Movie Reviews & Descriptive Statistics¶

The dataset was put together to help detect bias in the movie review sites. Each of these sites has 2 types of score -- User scores, which aggregate user reviews, and Critic score, which aggregate professional critical reviews of the movie.

The dataset contains information on most movies from 2014 and 2015 and was used to help the team at FiveThirtyEight explore Fandango's suspiciously high ratings.
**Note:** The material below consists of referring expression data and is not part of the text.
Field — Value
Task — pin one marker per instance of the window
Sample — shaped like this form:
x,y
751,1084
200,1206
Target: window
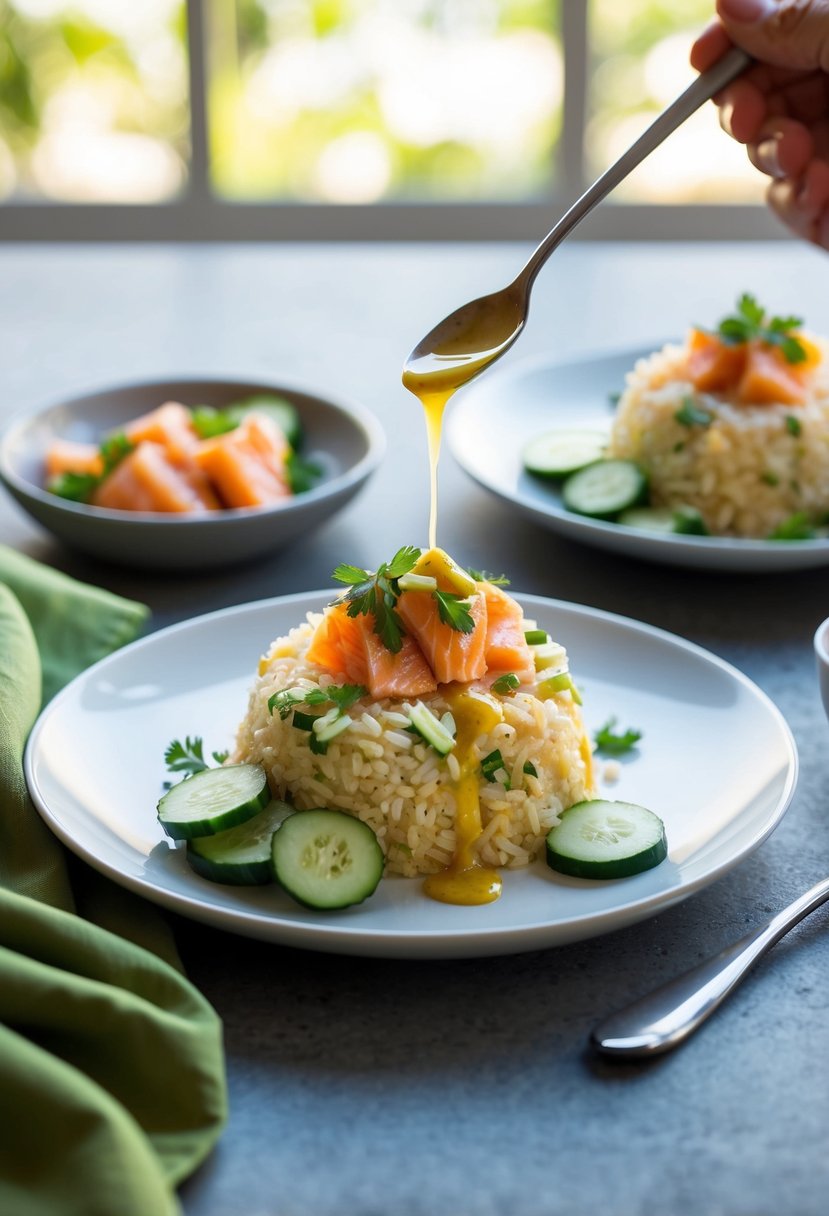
x,y
354,118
The goal is to figure out suspiciously high ratings with Descriptive Statistics

In [1]:

import pandas as pd
movies = pd.read_csv("fandango_score_comparison.csv")

In [2]:

movies.head()

Out[2]:

	FILM	RottenTomatoes	RottenTomatoes_User	Metacritic	Metacritic_User	IMDB	Fandango_Stars	Fandango_Ratingvalue	RT_norm	RT_user_norm	...	IMDB_norm	RT_norm_round	RT_user_norm_round	Metacritic_norm_round	Metacritic_user_norm_round	IMDB_norm_round	Metacritic_user_vote_count	IMDB_user_vote_count	Fandango_votes	Fandango_Difference
0	Avengers: Age of Ultron (2015)	74	86	66	7.1	7.8	5.0	4.5	3.70	4.3	...	3.90	3.5	4.5	3.5	3.5	4.0	1330	271107	14846	0.5
1	Cinderella (2015)	85	80	67	7.5	7.1	5.0	4.5	4.25	4.0	...	3.55	4.5	4.0	3.5	4.0	3.5	249	65709	12640	0.5
2	Ant-Man (2015)	80	90	64	8.1	7.8	5.0	4.5	4.00	4.5	...	3.90	4.0	4.5	3.0	4.0	4.0	627	103660	12055	0.5
3	Do You Believe? (2015)	18	84	22	4.7	5.4	5.0	4.5	0.90	4.2	...	2.70	1.0	4.0	1.0	2.5	2.5	31	3136	1793	0.5
4	Hot Tub Time Machine 2 (2015)	14	28	29	3.4	5.1	3.5	3.0	0.70	1.4	...	2.55	0.5	1.5	1.5	1.5	2.5	88	19560	1021	0.5

5 rows × 22 columns

Histograms¶

In [39]:

%matplotlib inline
import matplotlib.pyplot as plt

plt.hist(movies['Fandango_Stars'])
plt.show()
plt.hist(movies['Metacritic_norm_round'])
plt.show()

In 'Metacritic' column ratings are spread out in contrast to 'Fandango_Stars' where ratings are between 3.0 and 5.0

Mean, Median, And Standard Deviation¶

In [40]:

mean = movies[['Fandango_Stars','Metacritic_norm_round']].mean()
median = movies[['Fandango_Stars','Metacritic_norm_round']].median()
std = movies[['Fandango_Stars','Metacritic_norm_round']].std()
print(mean, median, std)

Fandango_Stars           4.089041
Metacritic_norm_round    2.972603
dtype: float64 Fandango_Stars           4.0
Metacritic_norm_round    3.0
dtype: float64 Fandango_Stars           0.540386
Metacritic_norm_round    0.990961
dtype: float64

Fandango vs Metacritic Methodology¶

Fandango appears to inflate ratings and isn't transparent about how it calculates and aggregates ratings. Metacritic publishes each individual critic rating, and is transparent about how they aggregate them to get a final rating.

Fandango vs Metacritic differences¶

The median metacritic score appears higher than the mean metacritic score because a few very low reviews "drag down" the mean. The median fandango score is lower than the mean fandango score because a few very high ratings "drag up" the mean.

Fandango ratings appear clustered between 3 and 5 so the Standard Deviation is smaller than Metacritic reviews, which go from 0 to 5, with a higher Standard Deviation.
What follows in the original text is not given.